Lucia Dovičáková - So what will I cook tomorrow?
Lucia Dovičáková - So what will I cook tomorrow?
Opening: 28 October 2025, 18.00
Curator.
Duration of the exhibition: 29 October 2025 - 22 February 2026
Alžbetina 22, Košice
Lucia Dovičáková paints life. Her themes naturally evolve in time according to what is happening inside her, her family and society. Although she has a reputation as the enfant terrible of the Slovak art scene, she herself has no desire to shock or rebel. She only authentically reflects what is important to her at the moment. Her new work mixes autobiographical motifs with social themes, dealing with loneliness, male-female, family relationships or the phenomenon of OnlyFans. Through a grotesque form, she manages to balance between the macabre and the ridiculous, while at the same time encompassing the depth and complexity of the issue. Doviculous is a moralist: it only shows what we usually overlook.
From the beginning of her career as a painter, we can see in her a particular preoccupation with women, with their survival in contrast to the social demands that are placed on them. Related to this are the figures of men who play the role of secondary characters in Dovičák's paintings - they are defined by the relationships women have to them.While the women often have self-portrait features, the men mostly remain anonymous, their specific identity irrelevant. In this way Dovičáková (perhaps unintentionally) overturns the centuries-old power order manifested through the genre of the female nude. The female body most often appears in art history in the form of the nude model, who is the passive (both sexual and artistic) object of the male painter. Even in the cases that Dovičáková paints naked women, they are full-fledged beings with their own feelings, desires, and initiative; or they are parodies of patriarchal eroticism.
The current exhibition features several paintings inspired by the phenomenon of OnlyFans - a platform where people offer erotic content of various kinds for money. The most successful are young girls who look like teenagers and claim to be virgins (at least that's what Lucia Dovičáková observed). Their fans are mostly middle-aged married men.

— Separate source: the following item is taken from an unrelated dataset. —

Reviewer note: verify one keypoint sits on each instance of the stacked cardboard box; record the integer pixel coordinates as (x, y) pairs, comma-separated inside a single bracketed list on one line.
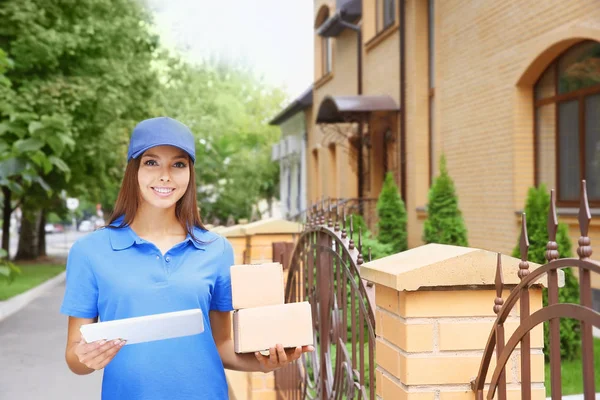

On the one hand, many people condemn OnlyFans for various reasons, but others appreciate the fact that the women here are in control of the situation and determine what they will show and for what reward. Dovičáková does not moralise with her paintings, but expresses her own complex emotions and doubts. The motif of the young eroticised girl is reminiscent of Dovičáková's early work - paintings from her diploma series, where she shifts models from erotic magazines into a grotesque form. One can see here the fascination with the phenomenon of the young female body becoming a product in the erotic business, and especially the artist's attempt to subvert, to make impossible, the usual dynamics in a subversive way. In the actual paintings, the explicitly sexual positions of the women are complemented by the figures of the elusive (present and absent at the same time) man, who is depicted as an empty suit. His collar simultaneously forms a halo over the women's heads, in a way 'sanctifying' their actions.
The second part of the work consists of intimate, autobiographical accounts. Some concern home and the closest relationships. A child for whose sake even divorced parents can overcome their hurts and work together; whose very existence is a reason for the mother to find the strength to carry on, even in her worst moments. Or on a lighter note - an adorable parrot-destroyer who brings a humorous element to the exhibition.
Although inspired by her own experience, Dovičáková captures the feelings of many women. Despite the awareness of feminism, the world still pushes us into roles in which we are comfortable and expects so much of us that the inevitable result is an almost constant sense of our own failure. The painter depicts the various tensions usually through metaphor, sometimes with elements of violence, which need not only be physical and often comes from within us, directed against ourselves.
In addition to anxiety or sadness, the painter also works with the theme of (unfulfilled) desire. Surely the erotic scenes where a man grows close to a woman, grass grows out of his skin and his penis is a massive tree, express these very feelings. The man here (unlike in the OnlyFans motifs) is not a predator, but instead offers a support and pleasure to rest against, to root oneself into.
In the exhibition we will see both oil paintings and watercolours. The latter allow Dovičáková a lightness and airiness in her brushwork that contrasts with the layered, 'dirty' paintings, though they are thematically unified. They reveal to us another twist and turn in Dovičák's artistic journey, which is as unpredictable as life itself. So what will he cook up tomorrow?
The creation of the works was supported by a grant from the Fund for the Support of Art.